A proposta foi aprovada na Comissão de Constituição e Justiça e de Cidadania (CCJ) com parecer favorável do deputado federal Aluísio Mendes, relator da matéria. Segundo ele, a legislação vigente já não reflete a realidade do campo brasileiro. Aluísio Mendes defendeu maior flexibilidade e a redução das exigências burocráticas impostas aos pequenos produtores. Para o relator, os avanços tecnológicos e as técnicas intensivas de produção permitem maior produtividade em áreas menores, tornando desnecessária a rigidez atual da lei.

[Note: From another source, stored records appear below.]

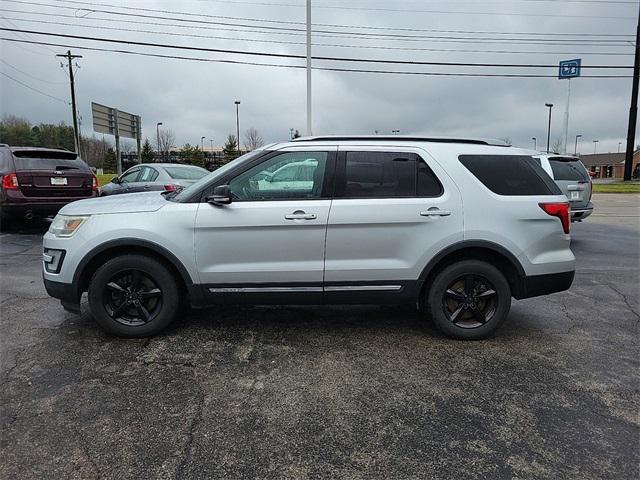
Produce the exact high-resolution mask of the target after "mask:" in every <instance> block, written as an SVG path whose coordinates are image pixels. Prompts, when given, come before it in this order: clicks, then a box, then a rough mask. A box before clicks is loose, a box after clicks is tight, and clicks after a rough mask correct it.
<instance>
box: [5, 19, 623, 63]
mask: <svg viewBox="0 0 640 480" xmlns="http://www.w3.org/2000/svg"><path fill="white" fill-rule="evenodd" d="M0 30H3V31H7V32H19V33H30V34H37V35H45V36H50V37H62V38H73V39H76V40H91V41H96V42H106V43H118V44H126V45H138V46H143V47H160V48H173V49H178V50H189V51H199V52H211V53H225V54H234V55H249V56H257V57H271V58H290V59H306V56H305V55H294V54H287V53H270V52H252V51H247V50H230V49H222V48H206V47H192V46H185V45H170V44H166V43H155V42H140V41H134V40H120V39H114V38H101V37H89V36H84V35H70V34H63V33H53V32H41V31H37V30H21V29H15V28H6V27H0ZM313 59H314V60H320V61H333V62H352V63H382V64H394V65H413V66H415V65H429V66H449V67H452V66H453V67H499V68H554V69H555V68H557V65H544V64H538V65H536V64H518V63H463V62H424V61H414V60H383V59H374V58H346V57H327V56H314V57H313ZM582 68H597V69H601V68H608V69H609V68H611V69H627V68H629V69H630V68H633V66H631V65H583V66H582Z"/></svg>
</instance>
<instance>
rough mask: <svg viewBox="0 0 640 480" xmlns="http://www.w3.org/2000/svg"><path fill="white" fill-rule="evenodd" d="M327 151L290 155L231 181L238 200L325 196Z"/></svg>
mask: <svg viewBox="0 0 640 480" xmlns="http://www.w3.org/2000/svg"><path fill="white" fill-rule="evenodd" d="M326 164H327V152H287V153H282V154H280V155H277V156H275V157H272V158H270V159H268V160H265V161H264V162H262V163H260V164H259V165H256V166H255V167H253V168H250V169H249V170H247V171H246V172H243V173H241V174H240V175H238V176H237V177H236V178H234V179H233V180H231V181H230V182H229V188H230V189H231V193H232V195H233V199H234V200H236V201H261V200H305V199H318V198H320V197H321V195H322V187H323V184H324V176H325V175H324V173H325V169H326Z"/></svg>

De autoria do deputado federal Zé Trovão, o projeto reconhece que hoje é possível garantir renda, sustentabilidade e dignidade às famílias rurais mesmo em áreas reduzidas, especialmente em atividades como a horticultura e o setor hortifrutigranjeiro. Esse entendimento foi acolhido pelas comissões técnicas da Câmara e culminou na aprovação da proposta, que agora segue para análise do Senado Federal.

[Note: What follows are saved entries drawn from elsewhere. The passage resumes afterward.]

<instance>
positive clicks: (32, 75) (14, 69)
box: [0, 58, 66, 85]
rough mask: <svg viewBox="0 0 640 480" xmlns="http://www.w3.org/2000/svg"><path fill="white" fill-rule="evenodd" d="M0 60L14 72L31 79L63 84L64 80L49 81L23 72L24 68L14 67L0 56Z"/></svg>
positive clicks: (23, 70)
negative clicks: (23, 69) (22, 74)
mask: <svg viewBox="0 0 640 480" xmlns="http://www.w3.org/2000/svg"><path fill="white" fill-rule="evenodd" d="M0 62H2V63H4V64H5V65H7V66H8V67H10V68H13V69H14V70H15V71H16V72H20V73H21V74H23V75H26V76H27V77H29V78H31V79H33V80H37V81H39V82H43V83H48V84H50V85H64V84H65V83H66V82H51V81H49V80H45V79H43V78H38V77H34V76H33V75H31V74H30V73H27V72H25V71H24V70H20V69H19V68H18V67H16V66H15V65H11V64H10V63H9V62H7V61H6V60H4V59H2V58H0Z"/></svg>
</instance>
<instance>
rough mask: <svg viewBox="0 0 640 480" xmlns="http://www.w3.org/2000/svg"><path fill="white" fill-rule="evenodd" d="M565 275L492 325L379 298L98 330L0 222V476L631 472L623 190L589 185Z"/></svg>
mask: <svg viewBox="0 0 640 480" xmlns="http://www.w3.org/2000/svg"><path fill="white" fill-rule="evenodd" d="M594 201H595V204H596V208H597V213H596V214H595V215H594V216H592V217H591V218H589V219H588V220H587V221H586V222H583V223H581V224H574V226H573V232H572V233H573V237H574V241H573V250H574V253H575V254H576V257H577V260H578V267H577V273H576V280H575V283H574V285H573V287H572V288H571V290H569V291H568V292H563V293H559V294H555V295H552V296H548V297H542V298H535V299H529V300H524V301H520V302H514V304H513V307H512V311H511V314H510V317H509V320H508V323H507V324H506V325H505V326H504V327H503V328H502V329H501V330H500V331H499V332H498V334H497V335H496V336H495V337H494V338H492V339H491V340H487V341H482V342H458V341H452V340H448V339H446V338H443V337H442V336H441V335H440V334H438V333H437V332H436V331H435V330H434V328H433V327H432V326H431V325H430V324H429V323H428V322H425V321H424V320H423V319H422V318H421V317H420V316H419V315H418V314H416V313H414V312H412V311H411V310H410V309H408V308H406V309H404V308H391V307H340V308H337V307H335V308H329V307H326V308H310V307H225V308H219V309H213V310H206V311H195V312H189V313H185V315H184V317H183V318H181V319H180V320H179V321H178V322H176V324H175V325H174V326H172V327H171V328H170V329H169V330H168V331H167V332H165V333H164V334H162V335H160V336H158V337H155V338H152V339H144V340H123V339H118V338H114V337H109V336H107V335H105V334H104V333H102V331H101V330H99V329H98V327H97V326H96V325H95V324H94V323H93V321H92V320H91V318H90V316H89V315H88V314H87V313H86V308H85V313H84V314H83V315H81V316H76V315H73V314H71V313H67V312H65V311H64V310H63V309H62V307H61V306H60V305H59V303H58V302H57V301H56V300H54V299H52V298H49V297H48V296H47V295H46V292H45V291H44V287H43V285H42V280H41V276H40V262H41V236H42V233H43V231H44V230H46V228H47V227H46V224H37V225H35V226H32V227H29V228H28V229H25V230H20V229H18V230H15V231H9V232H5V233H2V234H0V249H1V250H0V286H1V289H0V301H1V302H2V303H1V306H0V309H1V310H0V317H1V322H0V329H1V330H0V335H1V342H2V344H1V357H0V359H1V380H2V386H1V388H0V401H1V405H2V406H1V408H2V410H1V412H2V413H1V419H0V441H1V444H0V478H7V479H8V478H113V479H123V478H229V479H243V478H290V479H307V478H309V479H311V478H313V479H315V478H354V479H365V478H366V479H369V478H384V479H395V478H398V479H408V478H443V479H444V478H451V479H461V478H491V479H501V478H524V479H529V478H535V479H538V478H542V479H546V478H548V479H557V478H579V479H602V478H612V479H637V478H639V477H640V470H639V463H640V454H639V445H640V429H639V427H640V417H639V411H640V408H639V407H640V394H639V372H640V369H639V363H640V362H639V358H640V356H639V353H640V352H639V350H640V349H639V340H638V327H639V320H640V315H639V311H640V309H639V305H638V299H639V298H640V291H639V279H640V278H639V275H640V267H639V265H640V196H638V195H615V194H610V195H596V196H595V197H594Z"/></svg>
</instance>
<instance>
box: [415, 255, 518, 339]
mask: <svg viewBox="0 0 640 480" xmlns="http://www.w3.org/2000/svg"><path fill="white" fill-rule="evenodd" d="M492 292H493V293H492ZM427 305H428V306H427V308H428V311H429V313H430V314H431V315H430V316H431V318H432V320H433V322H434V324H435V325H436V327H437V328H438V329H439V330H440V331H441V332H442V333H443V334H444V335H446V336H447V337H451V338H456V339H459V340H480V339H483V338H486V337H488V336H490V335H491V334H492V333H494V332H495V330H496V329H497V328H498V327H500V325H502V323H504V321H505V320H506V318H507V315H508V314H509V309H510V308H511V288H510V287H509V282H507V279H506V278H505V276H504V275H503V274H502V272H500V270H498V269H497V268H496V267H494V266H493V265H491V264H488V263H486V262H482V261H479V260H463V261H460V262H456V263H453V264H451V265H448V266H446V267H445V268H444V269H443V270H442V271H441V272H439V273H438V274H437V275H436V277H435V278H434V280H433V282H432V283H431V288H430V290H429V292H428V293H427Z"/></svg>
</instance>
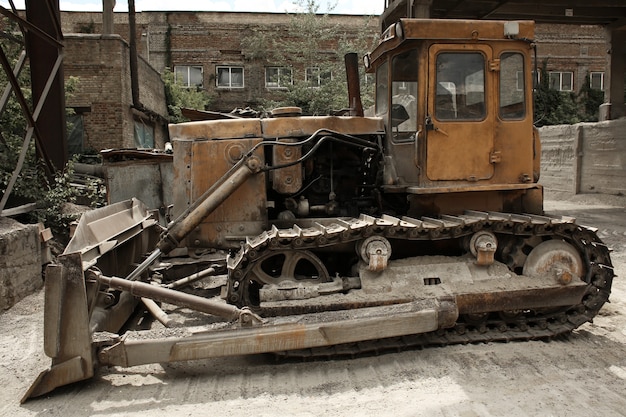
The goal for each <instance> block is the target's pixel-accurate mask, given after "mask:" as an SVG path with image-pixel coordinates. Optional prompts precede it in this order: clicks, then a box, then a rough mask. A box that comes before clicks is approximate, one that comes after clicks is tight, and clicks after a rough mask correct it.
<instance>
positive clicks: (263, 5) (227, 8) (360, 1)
mask: <svg viewBox="0 0 626 417" xmlns="http://www.w3.org/2000/svg"><path fill="white" fill-rule="evenodd" d="M296 3H302V1H300V2H299V1H297V0H264V1H263V0H261V1H259V0H229V1H228V0H176V1H174V0H135V10H136V11H138V12H140V11H150V10H152V11H175V10H187V11H213V12H270V13H285V12H296V11H298V8H297V6H296ZM14 4H15V7H16V8H18V9H23V8H24V0H14ZM59 4H60V6H61V10H63V11H102V0H59ZM317 4H318V5H319V6H320V8H319V13H333V14H365V15H379V14H381V13H382V12H383V8H384V0H317ZM0 5H2V6H4V7H6V8H10V3H9V1H7V0H0ZM114 11H116V12H127V11H128V1H127V0H117V1H116V5H115V9H114Z"/></svg>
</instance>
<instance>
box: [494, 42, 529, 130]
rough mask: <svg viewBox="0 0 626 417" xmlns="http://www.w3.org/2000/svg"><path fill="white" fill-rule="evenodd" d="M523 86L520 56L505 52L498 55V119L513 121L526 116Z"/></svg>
mask: <svg viewBox="0 0 626 417" xmlns="http://www.w3.org/2000/svg"><path fill="white" fill-rule="evenodd" d="M525 84H526V76H525V73H524V57H523V56H522V54H520V53H516V52H505V53H503V54H502V55H500V118H502V119H503V120H515V119H523V118H524V117H525V116H526V100H525V93H524V92H525V90H526V88H525Z"/></svg>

Para Dilmar Dal Bosco, a redução da fração mínima de parcelamento representa um avanço estratégico para Mato Grosso, estado que reúne agricultura familiar, áreas com vocação turística e grande diversidade produtiva. “Temos regiões com rios, pequenas propriedades e potencial para turismo rural e produção diversificada. Essa mudança permite regularizar áreas, gerar renda e dar segurança jurídica a quem produz”, avalia o deputado. Segundo Dilmar, a medida também amplia o acesso de pequenos produtores a crédito, programas governamentais e políticas públicas, além de estimular o desenvolvimento sustentável no interior do estado.

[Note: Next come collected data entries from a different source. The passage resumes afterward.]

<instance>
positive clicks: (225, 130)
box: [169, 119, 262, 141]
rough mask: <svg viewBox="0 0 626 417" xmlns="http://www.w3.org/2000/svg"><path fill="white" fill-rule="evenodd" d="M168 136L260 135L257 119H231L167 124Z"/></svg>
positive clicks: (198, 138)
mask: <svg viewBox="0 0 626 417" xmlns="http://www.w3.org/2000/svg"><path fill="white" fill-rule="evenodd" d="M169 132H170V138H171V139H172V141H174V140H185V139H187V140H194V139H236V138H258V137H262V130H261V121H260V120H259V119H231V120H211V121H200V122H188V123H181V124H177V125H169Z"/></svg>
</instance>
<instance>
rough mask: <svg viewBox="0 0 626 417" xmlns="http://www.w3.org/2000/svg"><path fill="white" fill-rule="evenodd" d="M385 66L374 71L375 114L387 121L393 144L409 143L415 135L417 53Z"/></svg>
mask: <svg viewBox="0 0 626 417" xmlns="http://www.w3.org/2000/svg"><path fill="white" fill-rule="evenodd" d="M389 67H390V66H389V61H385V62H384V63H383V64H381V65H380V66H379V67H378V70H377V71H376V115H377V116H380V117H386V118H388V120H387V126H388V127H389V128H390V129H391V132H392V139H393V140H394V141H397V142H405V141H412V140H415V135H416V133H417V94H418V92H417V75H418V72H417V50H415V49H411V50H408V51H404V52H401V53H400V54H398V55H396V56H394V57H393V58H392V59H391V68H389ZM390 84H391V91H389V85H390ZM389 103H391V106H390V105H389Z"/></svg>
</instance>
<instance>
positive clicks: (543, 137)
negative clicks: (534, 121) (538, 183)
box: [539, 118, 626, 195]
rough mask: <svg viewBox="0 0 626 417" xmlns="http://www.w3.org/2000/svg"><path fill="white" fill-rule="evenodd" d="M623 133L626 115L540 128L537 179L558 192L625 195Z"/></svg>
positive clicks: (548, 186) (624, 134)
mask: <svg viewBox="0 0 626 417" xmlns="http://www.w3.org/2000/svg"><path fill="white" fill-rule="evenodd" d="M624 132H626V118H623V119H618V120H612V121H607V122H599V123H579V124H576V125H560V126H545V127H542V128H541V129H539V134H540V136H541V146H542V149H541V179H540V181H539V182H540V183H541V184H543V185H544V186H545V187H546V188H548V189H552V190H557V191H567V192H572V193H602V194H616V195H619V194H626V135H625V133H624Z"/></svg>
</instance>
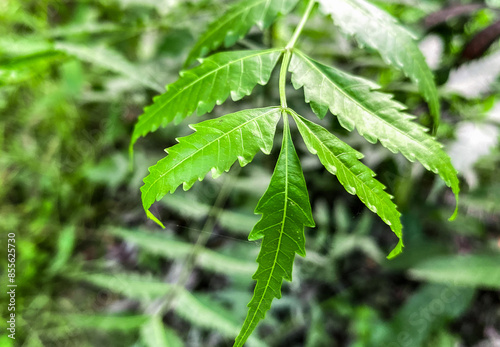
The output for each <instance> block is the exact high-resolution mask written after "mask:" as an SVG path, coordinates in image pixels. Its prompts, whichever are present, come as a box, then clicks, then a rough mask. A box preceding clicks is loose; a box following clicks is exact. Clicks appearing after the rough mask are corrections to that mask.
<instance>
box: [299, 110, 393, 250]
mask: <svg viewBox="0 0 500 347" xmlns="http://www.w3.org/2000/svg"><path fill="white" fill-rule="evenodd" d="M292 116H293V118H294V119H295V123H296V124H297V127H298V128H299V131H300V134H301V135H302V138H303V139H304V142H305V143H306V146H307V149H308V150H309V151H310V152H311V153H312V154H316V155H317V156H318V158H319V160H320V161H321V163H322V164H323V165H324V166H325V168H326V169H327V170H328V171H329V172H330V173H331V174H333V175H335V176H337V178H338V180H339V182H340V183H341V184H342V185H343V186H344V188H345V189H346V190H347V192H348V193H350V194H353V195H354V194H356V195H357V196H358V197H359V199H360V200H361V201H362V202H363V203H364V204H365V205H366V206H367V207H368V208H369V209H370V210H371V211H372V212H374V213H376V214H378V215H379V217H380V218H382V220H383V221H384V222H385V223H386V224H387V225H389V226H390V227H391V229H392V231H393V232H394V233H395V234H396V236H397V237H398V238H399V242H398V244H397V246H396V247H395V248H394V250H393V251H392V252H391V253H390V254H389V256H388V258H393V257H395V256H396V255H398V254H399V253H401V252H402V251H403V232H402V228H403V227H402V225H401V221H400V220H399V217H400V216H401V214H400V213H399V212H398V210H397V207H396V205H395V204H394V203H393V202H392V200H391V198H392V197H391V196H390V195H389V194H388V193H387V192H385V191H384V189H385V187H384V185H383V184H382V183H380V182H379V181H378V180H376V179H375V178H374V176H375V173H374V172H373V171H372V170H370V169H369V168H368V167H366V166H365V165H363V163H361V162H360V161H359V160H358V159H361V158H363V155H362V154H361V153H359V152H358V151H356V150H354V149H353V148H351V147H350V146H349V145H347V144H346V143H345V142H343V141H341V140H339V139H338V138H337V137H335V136H334V135H333V134H331V133H330V132H329V131H328V130H326V129H325V128H323V127H321V126H319V125H317V124H315V123H313V122H310V121H308V120H307V119H305V118H303V117H301V116H299V115H298V114H296V113H295V112H292Z"/></svg>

Embora a legislação tenha alcance nacional, Dilmar Dal Bosco ressalta que acompanha o tema desde o início e reafirma seu compromisso em contribuir com a futura regulamentação da lei no âmbito estadual, para que Mato Grosso esteja preparado para aplicar a nova regra com responsabilidade. “A aprovação na Câmara é uma vitória importante. Seguimos atentos à tramitação no Senado e à construção de um ambiente legal que transforme essa conquista em resultados concretos para o produtor mato-grossense”, destaca.
A proposta segue agora para o Senado Federal e, se aprovada, dependerá de sanção presidencial para entrar em vigor. Caso se torne lei, a medida poderá representar uma das mais relevantes atualizações da legislação fundiária rural das últimas décadas.